Last edited by a moderator: May 3, 2017
8. Nov 23, 2008

### Pere Callahan

Show that for any function f mit sup norm 1, you have $||J^nf||\leq||J^n\underline 1||$ where $\underline 1$ is the constant one function. Calculate $||J^n\underline 1||$ and conclude!

9. Nov 23, 2008

### dirk_mec1

Suppose $||J^nf||\leq||J^n\underline 1||$ then how can I calculate $||J^n\underline 1||$?

Is it this:

$$\int_a^b \int_a^t \left| \frac{(t-s)^{n-1}}{(n-1)!}\ \right| \mbox{d}s\ \mbox{d}t$$

10. Nov 23, 2008

### Pere Callahan

What is the norm you are using? Normally, C([a,b]) is endowed with the sup norm.
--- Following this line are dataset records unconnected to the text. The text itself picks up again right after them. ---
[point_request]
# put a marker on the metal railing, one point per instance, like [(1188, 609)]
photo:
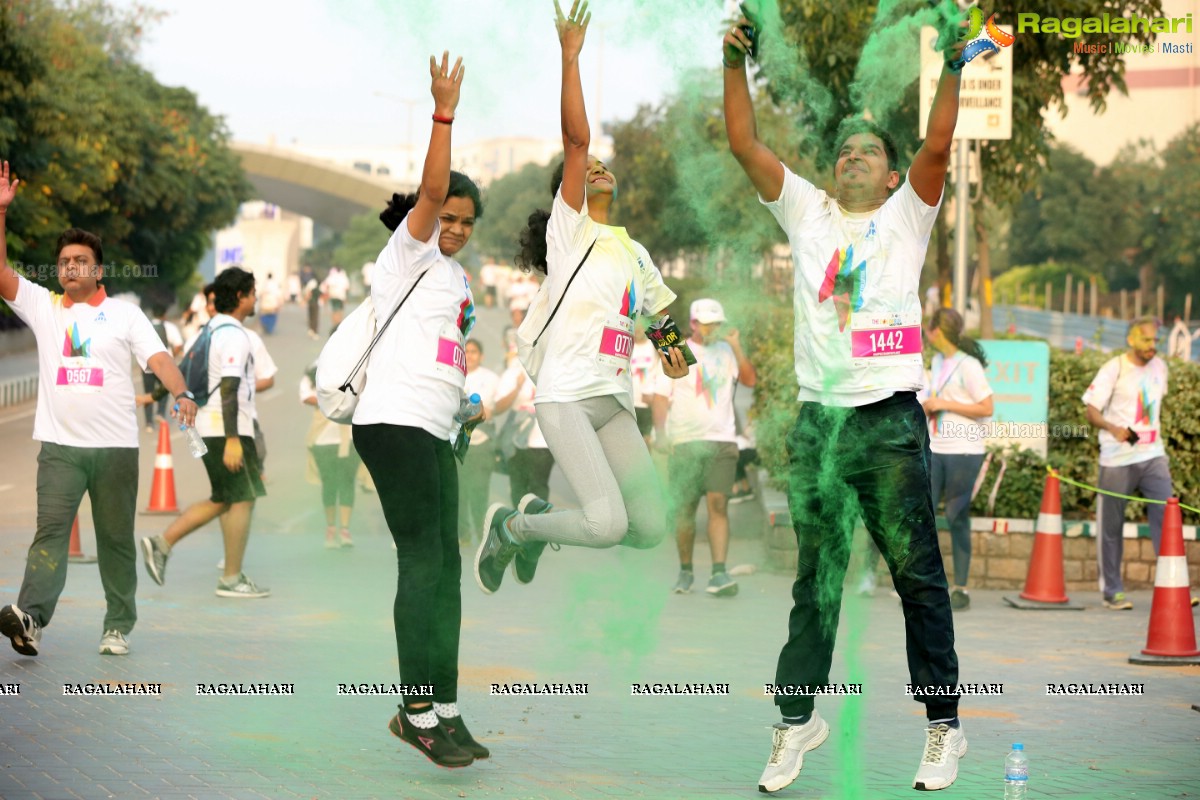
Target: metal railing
[(15, 391)]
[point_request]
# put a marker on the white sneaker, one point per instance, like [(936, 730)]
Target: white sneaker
[(789, 743), (940, 764), (114, 644), (241, 587)]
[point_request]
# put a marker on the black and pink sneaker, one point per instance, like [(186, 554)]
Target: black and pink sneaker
[(457, 731), (433, 743)]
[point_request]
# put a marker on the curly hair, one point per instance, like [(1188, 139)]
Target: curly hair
[(401, 204), (532, 239)]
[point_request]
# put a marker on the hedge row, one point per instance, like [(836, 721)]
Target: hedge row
[(1020, 492)]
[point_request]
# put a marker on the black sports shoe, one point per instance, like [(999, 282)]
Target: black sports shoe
[(525, 565), (21, 627), (496, 551), (461, 737), (433, 743)]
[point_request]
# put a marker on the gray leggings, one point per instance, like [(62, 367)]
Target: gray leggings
[(597, 444)]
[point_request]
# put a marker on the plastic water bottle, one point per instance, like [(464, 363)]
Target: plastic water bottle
[(469, 408), (195, 441), (1017, 774)]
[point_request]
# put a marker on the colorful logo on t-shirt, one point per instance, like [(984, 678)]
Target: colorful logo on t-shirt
[(1145, 414), (466, 312), (73, 347), (844, 282), (629, 301), (707, 385)]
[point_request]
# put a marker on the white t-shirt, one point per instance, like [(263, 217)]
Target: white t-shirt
[(645, 367), (702, 403), (523, 401), (483, 382), (1132, 397), (959, 379), (231, 355), (331, 432), (856, 298), (418, 370), (84, 386), (589, 341)]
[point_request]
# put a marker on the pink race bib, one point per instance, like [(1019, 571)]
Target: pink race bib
[(81, 377), (877, 342), (451, 354), (616, 343)]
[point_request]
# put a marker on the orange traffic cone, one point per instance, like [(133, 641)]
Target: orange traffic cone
[(75, 553), (1044, 584), (1173, 635), (162, 492)]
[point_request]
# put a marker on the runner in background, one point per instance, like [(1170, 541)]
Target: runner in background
[(336, 463), (958, 404)]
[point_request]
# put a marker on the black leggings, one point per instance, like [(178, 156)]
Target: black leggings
[(418, 483)]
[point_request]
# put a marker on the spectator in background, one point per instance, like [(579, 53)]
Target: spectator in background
[(293, 287), (695, 422), (312, 298), (475, 473), (336, 461), (269, 304), (526, 451), (227, 425), (1125, 402), (957, 403), (88, 428), (172, 340), (336, 287), (196, 316), (487, 277)]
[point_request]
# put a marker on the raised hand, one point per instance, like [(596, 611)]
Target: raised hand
[(573, 28), (7, 190), (447, 84), (737, 46)]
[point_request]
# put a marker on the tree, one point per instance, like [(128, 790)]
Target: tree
[(1174, 218), (1059, 220), (100, 144)]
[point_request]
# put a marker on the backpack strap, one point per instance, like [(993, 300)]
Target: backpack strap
[(538, 338), (361, 362)]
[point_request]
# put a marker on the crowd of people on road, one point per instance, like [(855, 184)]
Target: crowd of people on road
[(588, 388)]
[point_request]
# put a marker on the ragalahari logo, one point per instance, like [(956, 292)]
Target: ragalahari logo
[(982, 38)]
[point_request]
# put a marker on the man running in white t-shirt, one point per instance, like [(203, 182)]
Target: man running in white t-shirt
[(88, 426), (859, 444), (1125, 402), (695, 422)]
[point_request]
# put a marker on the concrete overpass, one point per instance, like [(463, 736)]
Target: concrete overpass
[(324, 191)]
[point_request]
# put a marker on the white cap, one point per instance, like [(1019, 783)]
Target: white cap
[(707, 311)]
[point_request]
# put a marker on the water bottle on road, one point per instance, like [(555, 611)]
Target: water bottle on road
[(195, 441), (1017, 774)]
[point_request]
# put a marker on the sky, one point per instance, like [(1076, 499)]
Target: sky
[(330, 73)]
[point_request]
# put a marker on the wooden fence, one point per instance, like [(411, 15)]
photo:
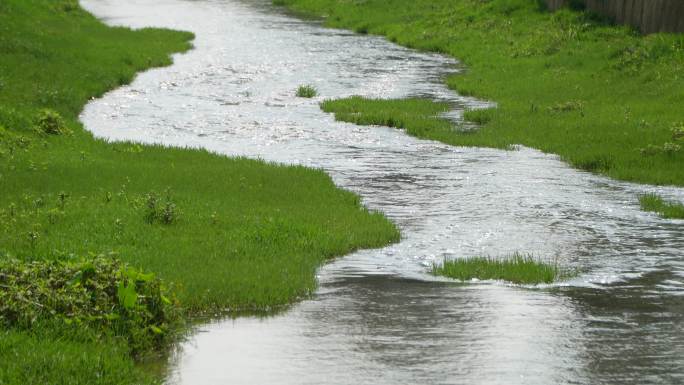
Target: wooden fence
[(649, 16)]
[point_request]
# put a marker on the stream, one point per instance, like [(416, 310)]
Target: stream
[(378, 317)]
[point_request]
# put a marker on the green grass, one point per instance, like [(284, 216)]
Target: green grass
[(665, 209), (516, 268), (603, 97), (306, 91), (224, 234), (50, 357)]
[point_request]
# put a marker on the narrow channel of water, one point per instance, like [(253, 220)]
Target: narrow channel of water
[(378, 317)]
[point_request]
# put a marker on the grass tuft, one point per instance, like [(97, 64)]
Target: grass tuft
[(517, 268), (306, 91), (665, 209)]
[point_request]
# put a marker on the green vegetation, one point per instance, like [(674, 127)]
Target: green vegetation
[(603, 97), (306, 91), (516, 268), (224, 234), (65, 358), (101, 294), (656, 204)]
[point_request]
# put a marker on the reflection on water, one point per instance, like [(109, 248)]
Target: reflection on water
[(378, 317)]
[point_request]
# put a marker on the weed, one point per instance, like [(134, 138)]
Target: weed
[(100, 293), (306, 91), (51, 122)]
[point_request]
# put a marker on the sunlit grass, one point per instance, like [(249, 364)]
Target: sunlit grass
[(656, 204), (602, 97), (517, 268)]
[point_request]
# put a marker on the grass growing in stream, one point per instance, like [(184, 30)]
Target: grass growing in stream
[(603, 97), (517, 269), (222, 233), (656, 204), (306, 91)]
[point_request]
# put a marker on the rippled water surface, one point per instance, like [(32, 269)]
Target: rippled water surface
[(378, 317)]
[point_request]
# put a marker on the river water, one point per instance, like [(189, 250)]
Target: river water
[(378, 317)]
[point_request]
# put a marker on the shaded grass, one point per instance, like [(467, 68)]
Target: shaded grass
[(565, 83), (516, 268), (665, 209), (223, 233), (48, 356)]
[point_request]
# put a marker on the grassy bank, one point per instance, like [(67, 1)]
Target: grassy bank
[(516, 268), (604, 98), (222, 233)]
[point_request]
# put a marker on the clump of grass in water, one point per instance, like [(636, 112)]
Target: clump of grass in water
[(517, 268), (656, 204), (307, 91)]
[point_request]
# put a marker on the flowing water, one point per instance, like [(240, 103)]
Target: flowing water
[(378, 317)]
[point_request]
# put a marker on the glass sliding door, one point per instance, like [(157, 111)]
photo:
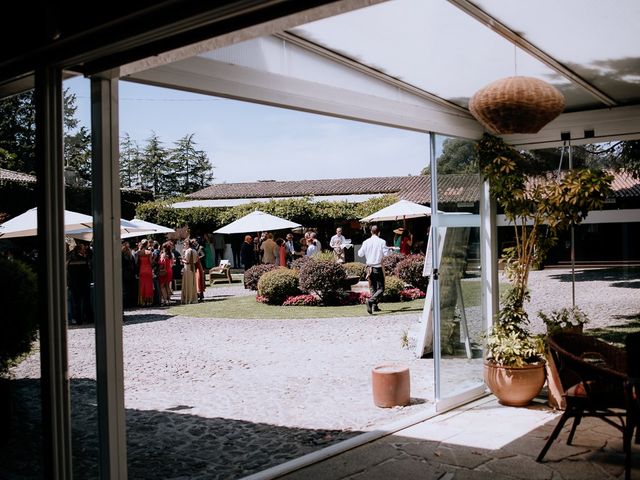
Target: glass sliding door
[(457, 275)]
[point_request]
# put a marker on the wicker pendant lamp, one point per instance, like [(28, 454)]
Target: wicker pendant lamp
[(516, 105)]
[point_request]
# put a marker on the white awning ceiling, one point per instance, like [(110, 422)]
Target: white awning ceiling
[(415, 64)]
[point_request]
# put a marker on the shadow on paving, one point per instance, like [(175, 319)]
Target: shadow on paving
[(596, 454), (621, 277), (160, 444), (139, 317)]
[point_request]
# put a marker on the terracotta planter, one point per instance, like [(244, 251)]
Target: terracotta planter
[(514, 386)]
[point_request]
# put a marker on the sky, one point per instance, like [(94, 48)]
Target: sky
[(247, 142)]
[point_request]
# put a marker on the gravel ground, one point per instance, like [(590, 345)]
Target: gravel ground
[(220, 398)]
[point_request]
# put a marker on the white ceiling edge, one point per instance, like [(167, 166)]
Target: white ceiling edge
[(200, 75), (620, 123)]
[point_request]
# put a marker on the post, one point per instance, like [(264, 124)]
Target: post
[(108, 277)]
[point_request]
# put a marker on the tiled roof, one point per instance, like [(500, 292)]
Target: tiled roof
[(458, 188), (624, 185), (453, 188), (11, 176)]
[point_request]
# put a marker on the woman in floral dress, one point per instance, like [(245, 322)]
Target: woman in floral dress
[(189, 293), (145, 275)]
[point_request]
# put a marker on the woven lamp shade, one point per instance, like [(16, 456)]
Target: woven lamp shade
[(516, 105)]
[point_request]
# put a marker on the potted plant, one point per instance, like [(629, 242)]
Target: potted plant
[(566, 320), (533, 202)]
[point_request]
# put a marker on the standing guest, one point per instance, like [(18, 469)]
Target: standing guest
[(397, 239), (337, 243), (155, 266), (281, 253), (145, 274), (290, 248), (406, 242), (268, 248), (200, 280), (129, 281), (312, 247), (256, 251), (189, 293), (218, 245), (177, 263), (373, 249), (317, 242), (165, 273), (79, 280), (246, 253)]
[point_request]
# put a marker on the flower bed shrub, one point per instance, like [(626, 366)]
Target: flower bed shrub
[(324, 278), (306, 300), (355, 269), (252, 276), (277, 285), (298, 263), (19, 319), (389, 262), (410, 270), (392, 288), (409, 294)]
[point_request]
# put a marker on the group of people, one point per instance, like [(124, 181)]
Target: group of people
[(281, 251), (149, 269)]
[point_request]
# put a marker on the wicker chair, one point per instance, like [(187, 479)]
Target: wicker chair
[(593, 375)]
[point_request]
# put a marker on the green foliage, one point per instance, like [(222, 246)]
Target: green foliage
[(563, 318), (509, 349), (300, 262), (252, 276), (531, 199), (325, 278), (392, 288), (355, 269), (390, 262), (276, 285), (19, 319), (299, 210), (410, 270)]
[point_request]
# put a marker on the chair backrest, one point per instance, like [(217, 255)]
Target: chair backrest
[(590, 361)]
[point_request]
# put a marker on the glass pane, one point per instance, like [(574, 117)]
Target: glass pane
[(461, 322), (402, 39)]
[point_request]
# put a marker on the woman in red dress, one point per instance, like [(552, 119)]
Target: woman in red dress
[(166, 273), (145, 275)]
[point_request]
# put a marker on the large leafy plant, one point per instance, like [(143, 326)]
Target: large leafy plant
[(533, 202)]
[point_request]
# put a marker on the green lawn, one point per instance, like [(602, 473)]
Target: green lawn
[(247, 307)]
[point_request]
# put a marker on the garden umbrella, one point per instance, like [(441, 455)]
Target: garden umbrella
[(128, 229), (26, 224), (400, 210), (257, 221)]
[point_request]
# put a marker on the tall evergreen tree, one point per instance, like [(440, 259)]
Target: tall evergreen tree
[(77, 154), (130, 163), (154, 165), (192, 167), (18, 134)]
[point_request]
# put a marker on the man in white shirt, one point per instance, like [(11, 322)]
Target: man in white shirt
[(373, 249), (337, 243)]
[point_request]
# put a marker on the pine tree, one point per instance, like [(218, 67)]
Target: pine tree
[(154, 165), (130, 163), (192, 167), (77, 154)]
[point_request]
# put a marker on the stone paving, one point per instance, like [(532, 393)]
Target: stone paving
[(482, 441), (220, 398)]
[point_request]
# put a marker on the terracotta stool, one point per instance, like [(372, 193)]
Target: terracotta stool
[(391, 385)]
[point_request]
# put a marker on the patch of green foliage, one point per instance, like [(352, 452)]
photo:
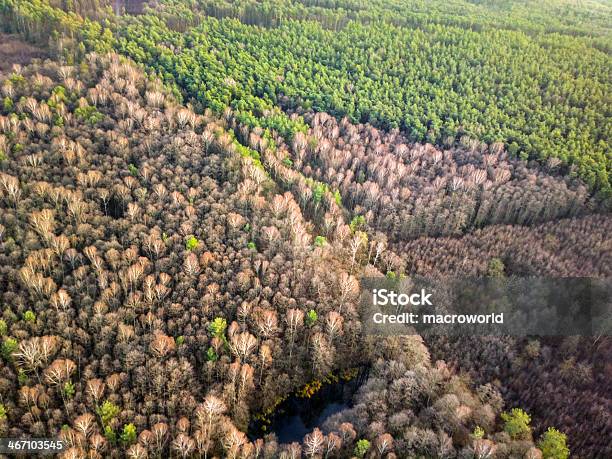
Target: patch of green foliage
[(192, 243), (516, 424), (9, 345), (361, 448), (128, 435), (553, 444), (311, 317)]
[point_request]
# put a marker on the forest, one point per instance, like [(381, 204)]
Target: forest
[(191, 191)]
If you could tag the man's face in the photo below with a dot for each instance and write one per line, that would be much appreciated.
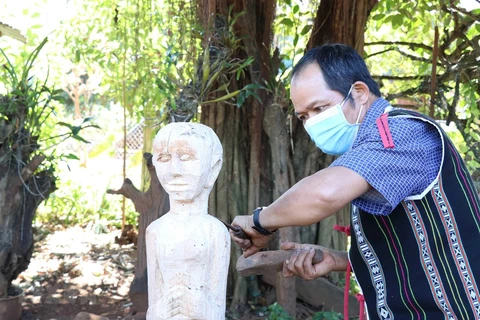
(310, 95)
(182, 165)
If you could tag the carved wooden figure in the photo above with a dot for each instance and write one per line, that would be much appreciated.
(188, 251)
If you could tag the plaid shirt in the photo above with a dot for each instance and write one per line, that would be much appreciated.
(406, 170)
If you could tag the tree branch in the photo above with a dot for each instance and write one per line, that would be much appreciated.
(30, 168)
(400, 43)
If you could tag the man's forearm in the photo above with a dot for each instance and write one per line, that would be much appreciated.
(341, 260)
(314, 198)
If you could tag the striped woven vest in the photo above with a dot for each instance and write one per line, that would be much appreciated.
(421, 261)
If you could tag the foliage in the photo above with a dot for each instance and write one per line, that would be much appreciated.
(401, 53)
(34, 105)
(327, 315)
(276, 312)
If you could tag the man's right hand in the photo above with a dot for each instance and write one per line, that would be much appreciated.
(256, 242)
(300, 263)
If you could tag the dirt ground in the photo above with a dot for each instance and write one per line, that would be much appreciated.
(74, 270)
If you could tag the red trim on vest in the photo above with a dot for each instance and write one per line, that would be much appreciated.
(384, 130)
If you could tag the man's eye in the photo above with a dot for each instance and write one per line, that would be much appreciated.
(186, 157)
(164, 157)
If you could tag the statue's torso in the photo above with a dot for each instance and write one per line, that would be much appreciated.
(191, 253)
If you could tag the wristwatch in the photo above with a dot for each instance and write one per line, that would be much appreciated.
(256, 223)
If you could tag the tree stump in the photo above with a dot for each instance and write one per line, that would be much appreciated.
(151, 205)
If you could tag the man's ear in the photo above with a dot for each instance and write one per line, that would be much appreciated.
(215, 170)
(360, 92)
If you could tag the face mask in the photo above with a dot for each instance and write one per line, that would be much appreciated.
(331, 131)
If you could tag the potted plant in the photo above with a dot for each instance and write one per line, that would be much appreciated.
(27, 172)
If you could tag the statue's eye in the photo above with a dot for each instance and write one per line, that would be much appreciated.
(164, 157)
(186, 157)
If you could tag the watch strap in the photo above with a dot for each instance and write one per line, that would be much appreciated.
(256, 223)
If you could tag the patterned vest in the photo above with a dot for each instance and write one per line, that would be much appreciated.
(421, 261)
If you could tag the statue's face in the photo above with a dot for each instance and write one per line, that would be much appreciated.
(182, 164)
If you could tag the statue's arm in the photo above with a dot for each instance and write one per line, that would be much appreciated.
(155, 279)
(220, 261)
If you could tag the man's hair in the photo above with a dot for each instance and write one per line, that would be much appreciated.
(341, 66)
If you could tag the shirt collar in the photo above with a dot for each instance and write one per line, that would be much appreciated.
(376, 109)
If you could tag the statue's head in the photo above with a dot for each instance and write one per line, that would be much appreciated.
(187, 158)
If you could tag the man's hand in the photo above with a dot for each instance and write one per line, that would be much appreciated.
(300, 263)
(256, 242)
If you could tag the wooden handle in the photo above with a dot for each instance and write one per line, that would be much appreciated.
(269, 261)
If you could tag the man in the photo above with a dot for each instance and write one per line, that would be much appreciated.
(415, 222)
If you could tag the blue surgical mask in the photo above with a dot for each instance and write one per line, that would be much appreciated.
(331, 131)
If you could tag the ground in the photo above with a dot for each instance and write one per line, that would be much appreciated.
(79, 269)
(76, 269)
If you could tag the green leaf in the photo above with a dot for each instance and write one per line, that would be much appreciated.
(295, 40)
(80, 138)
(253, 86)
(306, 29)
(241, 99)
(287, 21)
(71, 156)
(378, 16)
(65, 125)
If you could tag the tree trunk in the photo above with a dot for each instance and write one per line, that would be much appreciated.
(263, 156)
(22, 189)
(151, 205)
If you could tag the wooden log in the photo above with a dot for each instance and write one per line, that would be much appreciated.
(151, 205)
(320, 293)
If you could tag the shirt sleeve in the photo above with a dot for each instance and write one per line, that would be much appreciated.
(395, 173)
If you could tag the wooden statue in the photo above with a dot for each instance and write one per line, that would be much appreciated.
(188, 251)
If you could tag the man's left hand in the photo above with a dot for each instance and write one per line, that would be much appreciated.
(256, 242)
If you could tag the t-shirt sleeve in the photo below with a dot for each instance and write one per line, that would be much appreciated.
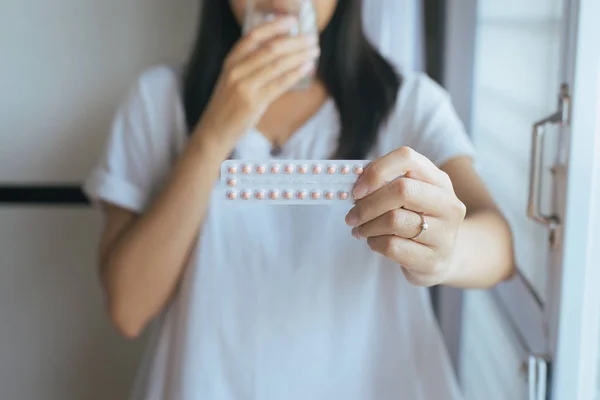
(133, 157)
(438, 133)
Are you using the L_1 norm?

11. Nov 23, 2008

### dirk_mec1

Yes I'm using the L_1 norm but what do you mean by 'C([a,b]) is endowed by the sup norm' that's only valid if we use the infinity norm, right?

So you're saying that is should be:

$$\left| \left| \int_a^t \frac{(t-s)^{n-1}}{(n-1)!}\ \mbox{d}s\ \right| \right| _{\infty}$$

12. Nov 23, 2008

### Palindrom

In your assignment it says "calculate the norm in the Banach space...". The space C[a,b] with the L^1 norm is not a Banach space, and so if you take this norm the space BL(C[a,b]) is not a Banach space either. This should imply that they meant the supremum norm (and in fact, like Pere correctly noted, unless explicitly said otherwise the space C[a,b] is taken with the supremum norm).

13. Nov 23, 2008

### dirk_mec1

So the expression below is wrong?

$$\left| \left| \int_a^t \frac{(t-s)^{n-1}}{(n-1)!}\ \mbox{d}s\ \right| \right| _{\infty}$$

Then what should it be?

Last edited: Nov 23, 2008
14. Nov 23, 2008

### Pere Callahan

This is correct; you just need to evaluate the integral and take the $\sup_{t\in[a,b]}$

15. Nov 23, 2008

### dirk_mec1

Indeed the answer is deduced from this expression but how do you prove that:

$||J^nf||\leq||J^n\underline 1||$ ?

16. Nov 23, 2008

### Pere Callahan

$$||J^nf||=\sup_{t\in[a,b]}\left|\int_a^t{ds\frac{(t-s)^{n-1}}{(n-1)!}f(s}\right| \leq\int_a^b{ds\frac{(t-s)^{n-1}}{(n-1)!}|f(s)|}$$
For any f with ||f||<=1, you can bound ||f(s)|| by 1, and you get what I wrote.